Maybe what Mike Krzyzewski didn’t like was the challenge to his authority by a journalist.
Because he shouldn’t have been upset about the question, which was absolutely fair under the circumstances. And he shouldn’t have cared about the age of Duke Chronicle reporter Jake Piazza, who as an independent scribe had every right to be there. So perhaps when he unleashed his snark-filled response to the student reporter Saturday night after Duke lost 70-65 to Louisville and fell to 5-5 this season, he was just upset someone would confront his failure so directly.
It’s a mindset found consistently in the college ranks, where the heads of basketball and football programs double as university deities in many parts of the country.
“I’m just curious as to what the next step forward is for the team as you guys move into another week of basketball,” the reporter asked Coach K on a virtual news conference not long after Duke had turned the ball over 15 times while dishing just seven assists.
Not the most incisive query, to be sure, but one worth putting forward as Duke continues its worst start to a season in decades.
It was enough for Krzyzewski to dig in.
“Why don’t we just evaluate this game?” Krzyzewski said. “I’m not into what our next step forward is right now. We just finished a hard-fought game. What’s your major? What’s your major at Duke? What’s your hardest class?”

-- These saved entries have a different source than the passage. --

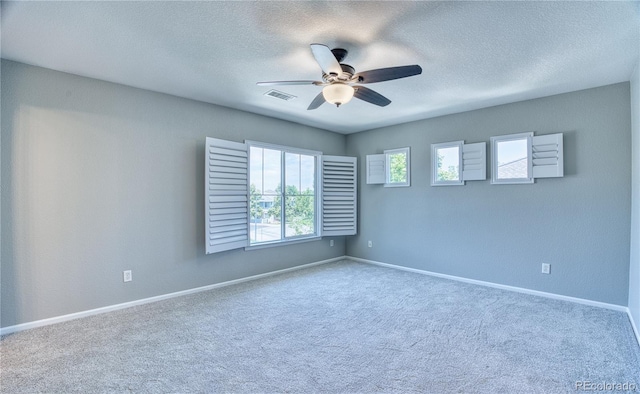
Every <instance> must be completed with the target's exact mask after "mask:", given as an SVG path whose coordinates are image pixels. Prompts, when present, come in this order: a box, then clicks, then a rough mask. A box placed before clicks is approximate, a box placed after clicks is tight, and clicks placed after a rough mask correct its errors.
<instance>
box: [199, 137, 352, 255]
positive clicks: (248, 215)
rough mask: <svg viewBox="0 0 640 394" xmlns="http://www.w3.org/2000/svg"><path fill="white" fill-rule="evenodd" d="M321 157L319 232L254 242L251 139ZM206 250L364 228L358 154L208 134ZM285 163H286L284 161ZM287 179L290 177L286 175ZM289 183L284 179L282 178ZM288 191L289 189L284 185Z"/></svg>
mask: <svg viewBox="0 0 640 394" xmlns="http://www.w3.org/2000/svg"><path fill="white" fill-rule="evenodd" d="M249 144H253V146H256V147H261V148H267V149H277V150H279V151H281V152H282V151H284V152H290V153H294V154H309V155H313V156H315V158H316V162H315V165H316V174H315V180H314V181H315V190H314V198H315V204H316V212H315V218H314V225H315V234H313V235H309V234H307V235H303V236H298V237H288V238H287V237H285V238H284V239H280V240H277V241H272V242H262V243H259V244H253V245H250V244H249V238H250V237H249V233H248V232H249V228H250V225H251V180H250V174H249V170H250V163H249V157H248V156H249V153H250V145H249ZM204 161H205V162H204V165H205V174H204V175H205V176H204V215H205V220H204V222H205V223H204V224H205V226H204V227H205V229H204V230H205V253H206V254H212V253H219V252H224V251H228V250H234V249H241V248H244V249H245V250H248V249H258V248H266V247H272V246H281V245H287V244H293V243H299V242H308V241H314V240H319V239H321V238H322V237H324V236H331V237H333V236H348V235H356V234H357V233H358V228H357V227H358V209H357V208H358V207H357V199H358V198H357V197H358V160H357V158H356V157H349V156H327V155H322V152H318V151H311V150H307V149H299V148H293V147H285V146H282V145H275V144H268V143H263V142H258V141H245V142H235V141H229V140H223V139H219V138H213V137H207V138H206V141H205V160H204ZM283 164H284V163H283ZM285 179H286V178H285ZM281 182H282V184H283V185H284V184H285V183H284V181H282V180H281ZM284 191H286V186H285V189H284V190H283V193H284Z"/></svg>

When the reporter answered that he was an economics major, Krzyzewski continued, “OK, say you just had the toughest econ test in the world, and when you walked out, somebody asked you, ‘What’s your next step?’ You see what I mean? Do you have some empathy? Just give us time to evaluate this game and we’ll figure it out, just like we always try to do.”
Coaches say far worse things to young interviewers — hazing rituals often target the most anxious and inexperienced questioners. It doubles as a sort of “test” from coach to reporter.
But what’s the point of the intimidation tactic? Why do the very people tasked with guiding the lives of teenage athletes — and who work those players as if they were paid pros — think it’s reasonable to belittle journalists of any stripe?
In the end, the exchange between Coach K and the Duke Chronicle reporter probably served as a different type of learning experience than intended. Rather than discourage tough questions, Krzyzewski shattered the illusion of his own infallibility. Now the writer knows the people he covers are not worth the pedestal many place them on, and that when he touches a nerve with a probe, it’s a sign he might be on the right track.
Unfortunately, we still don’t know how Duke plans to avoid its first NCAA Tournament miss since 1995.